Les marchands du temple seraient donc revenus aux affaires, eux aussi, comme au plus beau temps du psychédélisme. Rien d’étonnant. Samedi, ce sont plus de 500 références estampillées Record Store Day qui seront ainsi mises en vente chez les disquaires d’Albion, Brexit or not Brexit. La Suisse se contentera, elle, des miettes avec quelques dizaines de sorties seulement.

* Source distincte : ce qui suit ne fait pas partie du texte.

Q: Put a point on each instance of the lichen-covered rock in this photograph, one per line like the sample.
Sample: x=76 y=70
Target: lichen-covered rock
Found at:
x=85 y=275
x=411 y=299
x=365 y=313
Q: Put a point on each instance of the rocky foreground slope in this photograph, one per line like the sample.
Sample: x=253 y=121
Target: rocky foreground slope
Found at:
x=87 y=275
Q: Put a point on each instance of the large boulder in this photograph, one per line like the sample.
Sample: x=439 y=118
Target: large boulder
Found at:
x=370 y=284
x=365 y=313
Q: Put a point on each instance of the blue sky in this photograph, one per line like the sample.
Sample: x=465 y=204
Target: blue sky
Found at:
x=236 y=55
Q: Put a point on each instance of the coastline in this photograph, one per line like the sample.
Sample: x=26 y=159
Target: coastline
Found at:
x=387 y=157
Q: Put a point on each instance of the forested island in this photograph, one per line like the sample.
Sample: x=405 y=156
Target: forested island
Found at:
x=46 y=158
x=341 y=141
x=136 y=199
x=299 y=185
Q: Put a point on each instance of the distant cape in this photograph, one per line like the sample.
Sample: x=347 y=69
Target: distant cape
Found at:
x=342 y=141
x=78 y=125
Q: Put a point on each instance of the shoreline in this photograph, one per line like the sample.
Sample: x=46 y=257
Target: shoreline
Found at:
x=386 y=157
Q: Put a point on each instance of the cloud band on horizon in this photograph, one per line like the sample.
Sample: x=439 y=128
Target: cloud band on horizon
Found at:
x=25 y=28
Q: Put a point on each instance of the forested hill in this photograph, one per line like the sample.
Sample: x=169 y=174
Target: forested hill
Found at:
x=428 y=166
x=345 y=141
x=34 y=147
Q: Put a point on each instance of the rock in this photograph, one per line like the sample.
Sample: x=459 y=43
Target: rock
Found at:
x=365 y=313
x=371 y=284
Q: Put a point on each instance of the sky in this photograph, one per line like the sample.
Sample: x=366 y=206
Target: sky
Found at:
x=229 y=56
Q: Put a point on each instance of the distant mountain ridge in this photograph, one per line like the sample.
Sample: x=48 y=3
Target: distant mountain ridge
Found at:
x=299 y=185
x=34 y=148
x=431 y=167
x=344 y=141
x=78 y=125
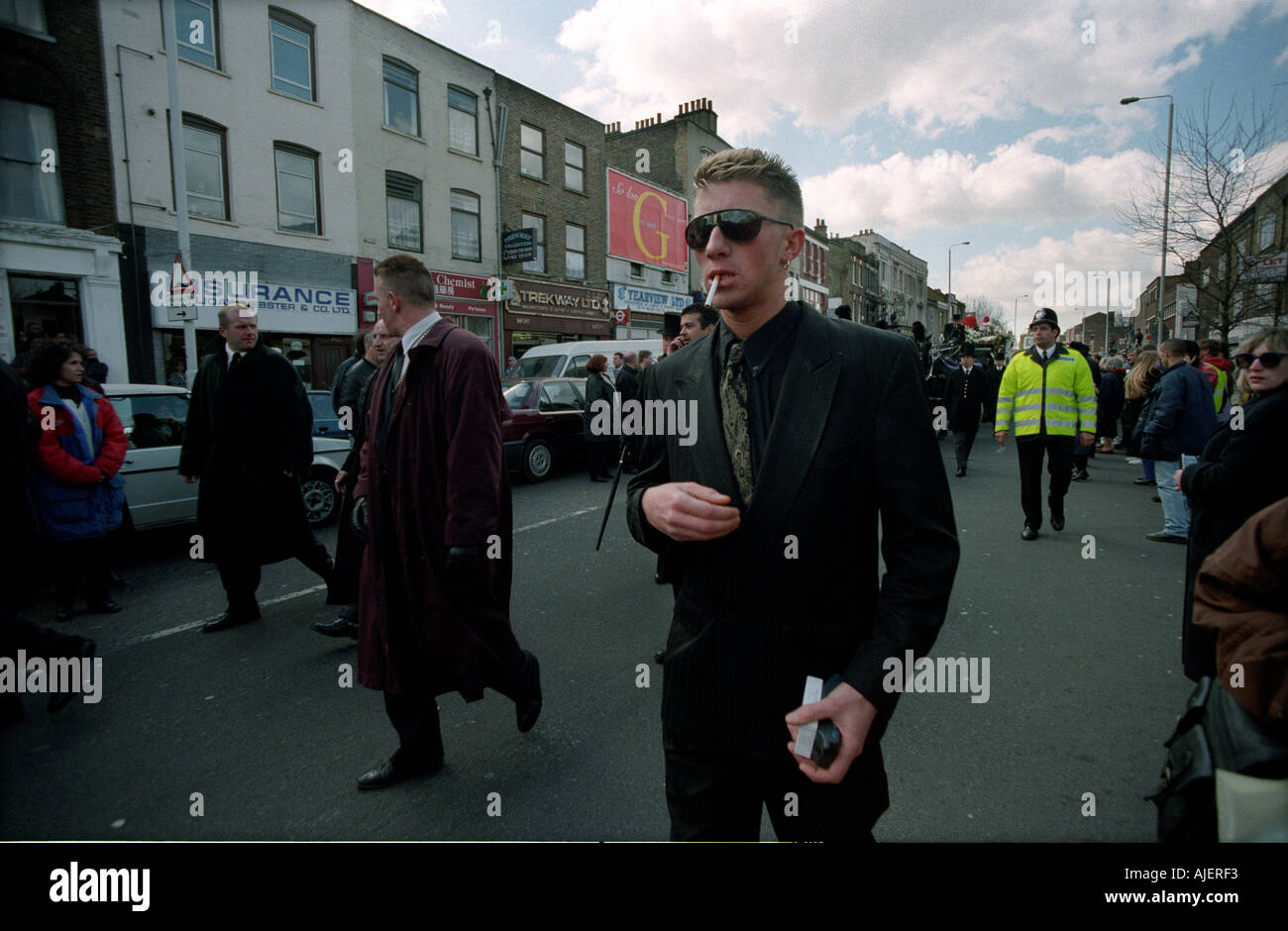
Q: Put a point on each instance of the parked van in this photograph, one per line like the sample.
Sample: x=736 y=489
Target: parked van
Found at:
x=568 y=360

Avachis depuis des heures sur le trottoir devant l’échoppe Piccadilly Records à Manchester, ou accroupis à quelques mètres du disquaire Light in the Attic à Seattle, sur la côte Est des Etats-Unis, des aficionados du vinyle sont déjà prêts à avaler ce week-end plusieurs centaines de kilomètres pour arriver à temps. D’autres n’auront pas fermé l’œil de la nuit pour être bien positionnés dans la queue des fans, prêts à se ruer tête baissée sur le «Pin Ups» de David Bowie en picture disc ou une édition formidable d’«Astral Weeks» de Van Morrison.